The arguments against BDSM move me to refrain from participating in any such “play” with other people. But I still have masochistic feelings. What can I do about them?

Can I follow Marcus’ advice? Can I separate social masochism from sexual? Can we really do that? How would that feel? How do we go about it, when women have been trained to respond sexually to oppression?

Perhaps by casting a magickal circle around me, invoking powers of protection when I indulge? Specifying, in the spell, that my masochist lives in an alternate reality from my real-world persona?

So far, what I’ve done is mostly just hiding my masochism. When I indulged, I was careful to do it only when Jesse wasn’t around. I don’t talk about my masochism with anyone.

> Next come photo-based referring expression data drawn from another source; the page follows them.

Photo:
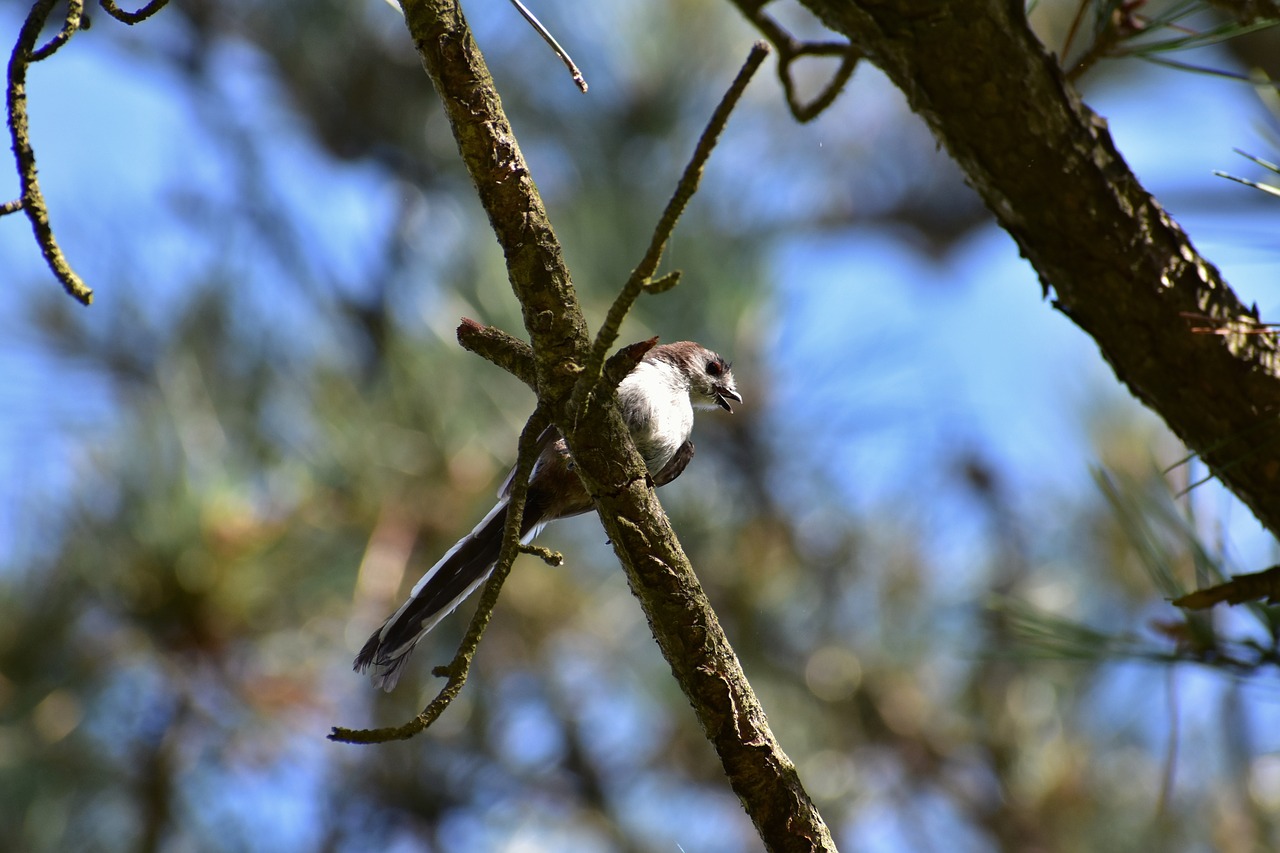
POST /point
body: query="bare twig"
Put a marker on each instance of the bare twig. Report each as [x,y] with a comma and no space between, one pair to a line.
[554,45]
[71,23]
[682,621]
[641,277]
[133,17]
[32,201]
[790,49]
[460,666]
[508,352]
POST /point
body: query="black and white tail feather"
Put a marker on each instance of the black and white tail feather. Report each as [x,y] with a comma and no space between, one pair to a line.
[657,400]
[439,592]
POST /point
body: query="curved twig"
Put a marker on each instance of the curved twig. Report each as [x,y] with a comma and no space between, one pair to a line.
[32,201]
[641,277]
[133,17]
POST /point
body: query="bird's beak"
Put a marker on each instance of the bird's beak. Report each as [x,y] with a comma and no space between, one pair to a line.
[725,395]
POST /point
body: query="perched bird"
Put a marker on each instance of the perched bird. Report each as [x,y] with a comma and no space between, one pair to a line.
[657,400]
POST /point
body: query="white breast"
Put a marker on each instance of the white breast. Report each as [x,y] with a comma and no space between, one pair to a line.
[654,401]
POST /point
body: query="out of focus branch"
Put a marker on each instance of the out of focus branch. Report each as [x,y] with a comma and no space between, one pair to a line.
[791,49]
[641,277]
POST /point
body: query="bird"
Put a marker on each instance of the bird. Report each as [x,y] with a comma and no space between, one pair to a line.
[657,400]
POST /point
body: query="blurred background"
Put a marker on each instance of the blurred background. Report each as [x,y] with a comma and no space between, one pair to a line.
[938,533]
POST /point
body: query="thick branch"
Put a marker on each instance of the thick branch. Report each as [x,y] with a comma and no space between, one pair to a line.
[535,265]
[1119,265]
[659,573]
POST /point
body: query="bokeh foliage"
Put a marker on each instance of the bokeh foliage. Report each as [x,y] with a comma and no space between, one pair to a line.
[291,437]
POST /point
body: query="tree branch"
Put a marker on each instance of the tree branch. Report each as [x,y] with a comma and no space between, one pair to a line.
[681,619]
[457,670]
[1118,264]
[32,201]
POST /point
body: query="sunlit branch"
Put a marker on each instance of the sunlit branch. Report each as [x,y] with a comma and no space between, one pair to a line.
[554,45]
[32,201]
[641,277]
[790,49]
[133,17]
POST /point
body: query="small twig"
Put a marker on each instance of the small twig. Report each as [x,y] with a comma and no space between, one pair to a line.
[643,274]
[790,49]
[71,23]
[133,17]
[32,201]
[553,559]
[460,666]
[554,45]
[508,352]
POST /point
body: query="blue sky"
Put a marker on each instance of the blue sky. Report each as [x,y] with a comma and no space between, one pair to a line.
[951,351]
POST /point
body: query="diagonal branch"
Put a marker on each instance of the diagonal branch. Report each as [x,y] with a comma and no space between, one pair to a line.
[32,201]
[460,666]
[659,574]
[1116,263]
[641,277]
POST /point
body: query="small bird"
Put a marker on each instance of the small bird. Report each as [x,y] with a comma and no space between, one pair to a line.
[657,401]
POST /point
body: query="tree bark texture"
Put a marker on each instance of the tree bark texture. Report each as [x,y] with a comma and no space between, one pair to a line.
[1116,263]
[659,574]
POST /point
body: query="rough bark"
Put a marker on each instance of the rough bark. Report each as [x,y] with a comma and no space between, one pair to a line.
[1115,261]
[681,619]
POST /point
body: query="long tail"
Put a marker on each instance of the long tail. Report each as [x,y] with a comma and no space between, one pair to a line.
[442,588]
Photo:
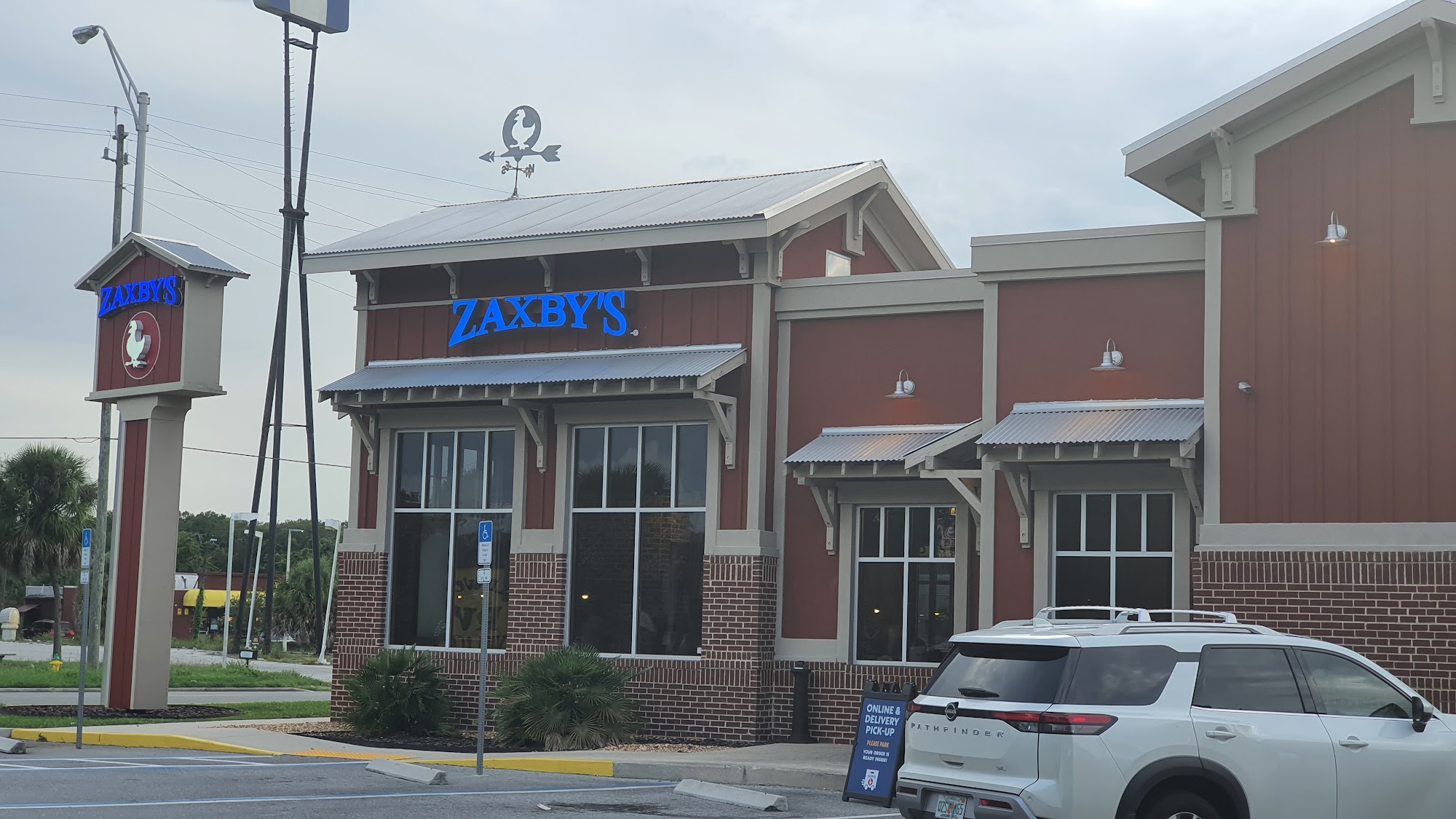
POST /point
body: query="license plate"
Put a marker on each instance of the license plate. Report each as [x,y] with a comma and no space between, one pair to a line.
[950,806]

Still, the thought of having to split myself makes me angry.

But now that I think about it, how is this split different from the divide between all my other selves? Quite a while ago I decided they all have a good reason for being, and created a Council of Selves to enable them to collaborate in my personhood. They have great conversations, great parties. What is a self, in any case? A story my mind uses to interact with the world. My psychological clothes. Not any essence. Not my true nature.

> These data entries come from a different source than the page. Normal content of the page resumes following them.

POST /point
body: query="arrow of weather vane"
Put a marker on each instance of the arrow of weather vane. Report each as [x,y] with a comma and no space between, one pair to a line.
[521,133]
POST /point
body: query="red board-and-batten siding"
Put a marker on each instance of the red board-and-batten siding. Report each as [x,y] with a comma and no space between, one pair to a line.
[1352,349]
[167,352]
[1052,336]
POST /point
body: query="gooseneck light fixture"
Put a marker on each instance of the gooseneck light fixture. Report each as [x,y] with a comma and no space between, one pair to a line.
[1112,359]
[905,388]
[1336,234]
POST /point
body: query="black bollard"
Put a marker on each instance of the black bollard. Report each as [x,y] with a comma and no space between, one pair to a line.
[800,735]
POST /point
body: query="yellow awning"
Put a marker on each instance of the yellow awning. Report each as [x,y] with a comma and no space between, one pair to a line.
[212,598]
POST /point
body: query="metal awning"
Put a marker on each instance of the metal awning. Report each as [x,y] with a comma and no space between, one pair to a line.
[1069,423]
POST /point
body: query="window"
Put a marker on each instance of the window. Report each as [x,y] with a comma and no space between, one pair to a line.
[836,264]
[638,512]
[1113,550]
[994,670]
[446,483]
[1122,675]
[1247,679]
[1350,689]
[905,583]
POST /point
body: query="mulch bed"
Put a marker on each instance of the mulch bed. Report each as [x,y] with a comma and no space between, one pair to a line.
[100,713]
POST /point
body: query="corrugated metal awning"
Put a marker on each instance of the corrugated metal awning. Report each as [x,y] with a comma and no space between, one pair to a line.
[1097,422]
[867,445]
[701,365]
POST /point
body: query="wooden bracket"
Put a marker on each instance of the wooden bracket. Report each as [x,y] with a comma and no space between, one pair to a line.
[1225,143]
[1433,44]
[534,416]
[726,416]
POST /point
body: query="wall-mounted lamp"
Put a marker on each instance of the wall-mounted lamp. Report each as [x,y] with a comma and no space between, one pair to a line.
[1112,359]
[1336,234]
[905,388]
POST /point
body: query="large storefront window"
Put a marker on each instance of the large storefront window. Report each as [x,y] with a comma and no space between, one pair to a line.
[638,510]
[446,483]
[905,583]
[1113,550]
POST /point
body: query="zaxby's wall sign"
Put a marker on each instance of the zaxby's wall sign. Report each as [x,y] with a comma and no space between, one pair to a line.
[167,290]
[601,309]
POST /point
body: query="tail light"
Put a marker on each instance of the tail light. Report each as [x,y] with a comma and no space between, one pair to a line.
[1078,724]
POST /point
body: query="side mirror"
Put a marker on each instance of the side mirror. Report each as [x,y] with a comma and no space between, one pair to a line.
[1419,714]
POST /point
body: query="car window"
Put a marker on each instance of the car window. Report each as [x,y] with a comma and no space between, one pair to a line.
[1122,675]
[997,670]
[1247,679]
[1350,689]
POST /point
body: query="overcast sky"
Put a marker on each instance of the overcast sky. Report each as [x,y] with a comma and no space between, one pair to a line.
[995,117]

So why am I angry? Because I would rather inhabit a self whose life unifies the political and the private. Okay, a good reason for anger. But many injustices anger me. And I can work to change the world, but I still have to live with it, and with the anger. So while I work for change, I need to have compassion for the split.

Can I use Bartky’s answer? Can I get rid of the distress, or get rid of the desire? I’ve tried both.

To get rid of the distress (hatred and fear of conditioning to be a victim, anger at it):

• Building self-confidence, agency: learning how not to be a victim
• Brain training: counteracting the human wired-in bias toward fearfulness
• Learning about masochists who are not victims out in the world.

These have helped me reduce my social masochism, the ways I buy into our culture’s oppression of women. And I can’t help thinking they should reduce my sexual masochism, too — but I haven’t noticed it.

To get rid of the desire:

• Refusing to indulge it; refraining from masochistic fantasy
• And that pretty much means, refraining from orgasm. I do miss it!
• It also means that at age 77 I have been avoiding sex altogether for several years. This is a strain on my relationship with Jesse.

But I have decided I am not trying to “get rid” of anything. Just trying to act from wisdom, and not from emotion. Trying to have compassion for myself.

Much of this book is the story of my attempts to do that.